How bad can an application be?
We have probably all worked on applications where something takes a few seconds when it feels like it should be pretty much instant, where we have struggled to eek a few more processor cycles of efficiency into some code.
Imagine if you had an app that needed to populate a dropdown list with all of several hundred product codes, how long could you make that take without adding artifical delays? Evena massive table scan in a database could probably complete in less than a minute right?
What about 15 minutes?
Yes. I was visiting an EE mobile phone shop and their system couldn’t lookup the product code I was sold so they had to use the “manual” way of getting the list of everything and picking the correct one from the list. It took 15 minutes to populate the list and another 10 minutes to submit the selection. And the list wasn’t in alphabetical order so the poor sales girl had to look carefully to match the alphanumeric code.
What the Manager told me
The Manager was helping the sales girl and was obviously quite IT savvy. He had previously worked for O2 who had “great systems” but EE, like many businesses, decided that tablets are way cooler than PCs because they are portable and stuff, which means, of course, they are on a VPN running on a shared wifi network and tablets have NEVER been good at high throughput usage. Have you ever tried typing quickly on a tablet? Even on a bluetooth keyboard it doesn’t work.
But it gets worse. EE, like many large businesses, has bought various companies, merged with others etc. and the unwelcome outcome of this is inheriting completely different administration systems. For reasons that I cannot comprehend, they are never seemingly interesting in porting any information over to their new system so they kind of glue them together with horrible applications that call into other apps in other locations and probably glue the results together in XML or something like that.

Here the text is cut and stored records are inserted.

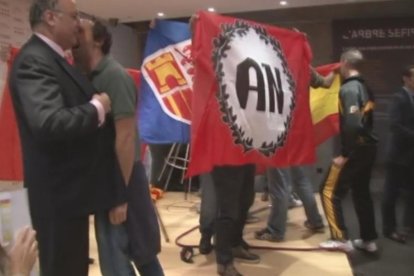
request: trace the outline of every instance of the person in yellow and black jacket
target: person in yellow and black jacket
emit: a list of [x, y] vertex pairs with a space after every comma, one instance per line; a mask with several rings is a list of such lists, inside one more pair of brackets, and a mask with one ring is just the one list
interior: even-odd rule
[[[378, 250], [375, 243], [377, 232], [369, 182], [377, 138], [373, 133], [374, 97], [360, 75], [363, 60], [362, 53], [356, 49], [347, 50], [341, 55], [341, 155], [333, 159], [330, 175], [321, 188], [331, 239], [322, 242], [320, 247], [347, 252], [355, 247], [374, 253]], [[361, 237], [353, 242], [349, 241], [341, 207], [349, 190], [352, 192]]]

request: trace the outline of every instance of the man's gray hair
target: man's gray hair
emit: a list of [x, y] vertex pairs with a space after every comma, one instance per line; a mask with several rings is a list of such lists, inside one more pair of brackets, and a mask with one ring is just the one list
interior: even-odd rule
[[33, 0], [30, 6], [29, 22], [33, 29], [42, 22], [42, 16], [46, 10], [54, 10], [59, 0]]
[[355, 69], [359, 68], [363, 61], [364, 55], [360, 50], [355, 48], [348, 49], [341, 55], [341, 62], [346, 62]]

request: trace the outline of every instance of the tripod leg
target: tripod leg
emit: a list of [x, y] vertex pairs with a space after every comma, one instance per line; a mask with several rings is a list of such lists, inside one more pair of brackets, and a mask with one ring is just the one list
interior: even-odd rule
[[[175, 151], [175, 147], [176, 147], [176, 144], [173, 144], [171, 146], [167, 157], [164, 159], [164, 165], [162, 166], [162, 170], [161, 170], [160, 174], [158, 175], [158, 181], [161, 181], [162, 177], [164, 176], [164, 173], [166, 172], [165, 170], [167, 169], [167, 166], [168, 166], [168, 161], [171, 159], [171, 156], [173, 155], [173, 153]], [[170, 169], [170, 171], [168, 173], [168, 178], [167, 178], [167, 181], [164, 184], [164, 191], [166, 191], [168, 189], [168, 184], [169, 184], [171, 173], [172, 173], [172, 168], [169, 168], [169, 169]]]
[[170, 242], [170, 237], [168, 236], [167, 228], [165, 228], [164, 222], [162, 221], [160, 213], [158, 212], [157, 204], [155, 204], [155, 203], [154, 203], [154, 210], [155, 210], [155, 214], [157, 215], [158, 222], [160, 223], [161, 232], [164, 235], [165, 242], [169, 243]]

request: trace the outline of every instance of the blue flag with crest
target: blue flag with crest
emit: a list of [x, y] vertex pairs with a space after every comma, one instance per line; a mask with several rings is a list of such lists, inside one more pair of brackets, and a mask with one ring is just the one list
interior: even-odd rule
[[189, 143], [194, 67], [188, 24], [155, 22], [148, 33], [141, 74], [141, 140], [148, 144]]

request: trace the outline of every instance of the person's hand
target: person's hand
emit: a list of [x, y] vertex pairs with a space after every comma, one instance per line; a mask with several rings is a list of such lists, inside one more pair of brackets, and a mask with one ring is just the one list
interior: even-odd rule
[[105, 110], [105, 114], [111, 111], [111, 99], [109, 98], [108, 94], [106, 94], [105, 92], [100, 94], [94, 94], [93, 99], [98, 100], [102, 104]]
[[302, 32], [302, 31], [301, 31], [301, 30], [299, 30], [298, 28], [293, 27], [293, 28], [292, 28], [292, 30], [293, 30], [293, 31], [295, 31], [295, 32], [297, 32], [297, 33], [301, 33], [301, 34], [303, 34], [305, 37], [308, 37], [308, 34], [307, 34], [307, 33]]
[[332, 160], [332, 162], [334, 163], [334, 165], [337, 166], [337, 167], [339, 167], [339, 168], [342, 168], [345, 165], [346, 161], [348, 161], [348, 158], [343, 157], [342, 155], [340, 155], [338, 157], [335, 157]]
[[155, 28], [155, 25], [157, 25], [157, 20], [151, 19], [151, 21], [149, 23], [150, 29], [154, 29]]
[[124, 203], [112, 208], [109, 211], [109, 221], [113, 225], [118, 225], [126, 221], [127, 219], [128, 204]]
[[335, 74], [339, 74], [339, 73], [341, 73], [341, 63], [340, 63], [340, 62], [338, 62], [338, 63], [335, 65], [335, 67], [334, 67], [334, 69], [333, 69], [333, 73], [335, 73]]
[[188, 23], [190, 24], [190, 30], [194, 32], [195, 23], [198, 20], [199, 16], [198, 13], [194, 13], [191, 15], [190, 19], [188, 20]]
[[36, 231], [28, 226], [19, 230], [9, 251], [11, 275], [29, 275], [38, 254]]

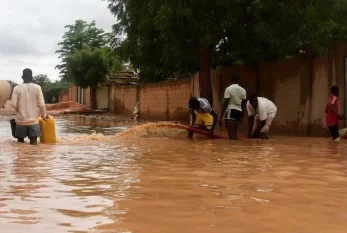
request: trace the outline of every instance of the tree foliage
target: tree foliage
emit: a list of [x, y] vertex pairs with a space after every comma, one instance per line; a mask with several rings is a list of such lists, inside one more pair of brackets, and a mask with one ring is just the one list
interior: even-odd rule
[[46, 74], [38, 74], [34, 76], [33, 83], [44, 88], [47, 84], [51, 83], [51, 80], [48, 78]]
[[56, 68], [60, 70], [61, 78], [69, 80], [66, 67], [67, 58], [75, 51], [82, 50], [85, 45], [92, 48], [102, 48], [108, 45], [110, 35], [97, 28], [95, 21], [87, 23], [83, 20], [76, 20], [74, 25], [67, 25], [65, 28], [67, 32], [63, 35], [63, 41], [58, 44], [60, 49], [56, 51], [61, 59], [61, 64]]
[[70, 84], [60, 81], [47, 84], [43, 89], [43, 96], [46, 103], [58, 102], [60, 94], [68, 90], [69, 86]]
[[33, 83], [41, 86], [46, 103], [57, 102], [60, 94], [69, 88], [68, 83], [61, 81], [52, 82], [46, 74], [35, 75]]
[[82, 88], [96, 88], [105, 81], [119, 63], [109, 48], [91, 48], [85, 46], [67, 58], [67, 69], [71, 80]]
[[122, 66], [110, 48], [85, 46], [67, 58], [71, 81], [82, 88], [91, 88], [91, 107], [96, 109], [96, 91], [108, 74], [119, 71]]
[[114, 45], [142, 81], [200, 71], [202, 95], [212, 93], [210, 68], [292, 56], [306, 44], [321, 54], [346, 38], [346, 0], [107, 1]]

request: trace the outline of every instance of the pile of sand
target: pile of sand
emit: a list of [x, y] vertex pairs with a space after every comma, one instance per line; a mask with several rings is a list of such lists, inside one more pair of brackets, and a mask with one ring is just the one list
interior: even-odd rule
[[83, 104], [79, 104], [73, 101], [68, 101], [68, 102], [60, 102], [57, 104], [47, 105], [46, 109], [47, 111], [64, 111], [64, 110], [82, 111], [82, 110], [86, 110], [87, 107]]

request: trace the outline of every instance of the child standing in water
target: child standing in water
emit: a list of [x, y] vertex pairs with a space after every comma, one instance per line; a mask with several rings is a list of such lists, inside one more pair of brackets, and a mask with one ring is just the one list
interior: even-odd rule
[[325, 107], [325, 121], [329, 128], [330, 136], [334, 141], [340, 141], [338, 120], [343, 120], [344, 115], [339, 114], [339, 87], [332, 86], [330, 88], [331, 95]]

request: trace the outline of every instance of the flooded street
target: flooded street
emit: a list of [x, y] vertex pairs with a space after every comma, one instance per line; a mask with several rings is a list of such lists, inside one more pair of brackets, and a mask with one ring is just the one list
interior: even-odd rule
[[0, 120], [1, 233], [347, 232], [347, 142], [74, 139], [124, 125], [59, 119], [32, 147]]

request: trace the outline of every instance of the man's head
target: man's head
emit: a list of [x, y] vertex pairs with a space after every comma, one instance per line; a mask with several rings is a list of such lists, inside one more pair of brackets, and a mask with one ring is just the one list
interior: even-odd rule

So what were they doing about it? I don’t know what is worse, making a customer wait 30 minutes to choose an item from a list or paying 1000s of employees to sit around waiting for crappy slow systems to do their job? They even had this identification system (presumably not hosted by them) where you take a selfie and upload it with a picture of your driving licence. Same thing, took about 2 minutes for each step of the process - I guess it could have been terrible WiFi in the store, who knows.
The big rewrite
Well, then I heard the line that made me die a bit inside, “They are planning to replace everything with a new system then it will all be OK”. You might have heard of “The Myth of the Software Rewrite”. Many articles have been written about it but there is a fundamental disconnect between what seems like being possible and what is actually possible.
For a start, even a single page/action/component in a single application has 5+ years of knowledge in it, not just code but knowledge. Seemingly unimportant details like why this part is called before this part. Why something weird was done with the authentication (intentional or a bug?), is there code there that is wrong but it is wrong because it works? Is this logical clause still relevant or just messy code? The fact is even a single entity would take a day to understand and that’s assuming you have the original designers/Developers/Managers available to answer the questions.
Secondly, there is always the temptation to “just improve this” while migrating. Seems reasonable but that “slight improvement” is hours of arguments, discussions, designs, problems with new library/framework X, build servers, deployment issues etc. Something which could be migrated as-is in, say, 1 month, takes 6 months.
Thirdly, who is going to do this work? The Development Team are the only ones who are possibly suitable for the task so who is going to do business-as-usual on the existing systems for the, perhaps, 2 years+ it would take you to rewrite if you were working flat-out?
Fourthly, when are you ready to deploy the rewrite? What if you spot a major bug after releasing? Do you immediately revert to the old horrible app? How much testing and testing time will satisfy you that the new system is now ready to go and will be fixed forward? Some organisations test each release for a month, how long would it take to test every part of the system?
And what happens when the needs of the organisation change midway through the rewrite? What happens as people leave and others start? What happens when the Manager whose stupid idea it was in the first place decides to pretend to move on to “new challenges” and leaves everyone else to carry the mess they didn’t want until the replacement Manager decides how rubbish the idea was and that they will rewrite in this even better way.
The rewrite in most cases is complete nonsense suggested by people who don’t understand. If you are recruiting a CTO, ask them how they would solve this scenario. If they say rewrite, do NOT employ them.
So what is the critical skill that corporations lack? It is the skill of migration. Not rewriting an entire app but moving pieces of it at a time into a new format/language/framework/whatever with a proxy or an application acting as a proxy sitting in front of it.
I first appreciated this when I read about Microsoft suggesting the ability to migrate e.g. a .Net framework app to Docker without rewriting it. How? By taking parts of it and directing those paths to the new app and slowly but surely moving everything across. Much smaller pieces of work, much less risk, much easier to test and much easier to release and fix if there are issues.
We mustn’t feel the need the get to the finish since Industry changes more quickly than our migrations take but we should be in a place where the stuff we need to change/improve is in a format we can work with and we should endeavour to keep moving but at the point we then inherit a new system, we then need to be able to pull that new system behind the proxy and allow its features to also be moved invisibly to the user.
And we should definitely use cache for dropdown lists that take 15 minutes to populate. EE!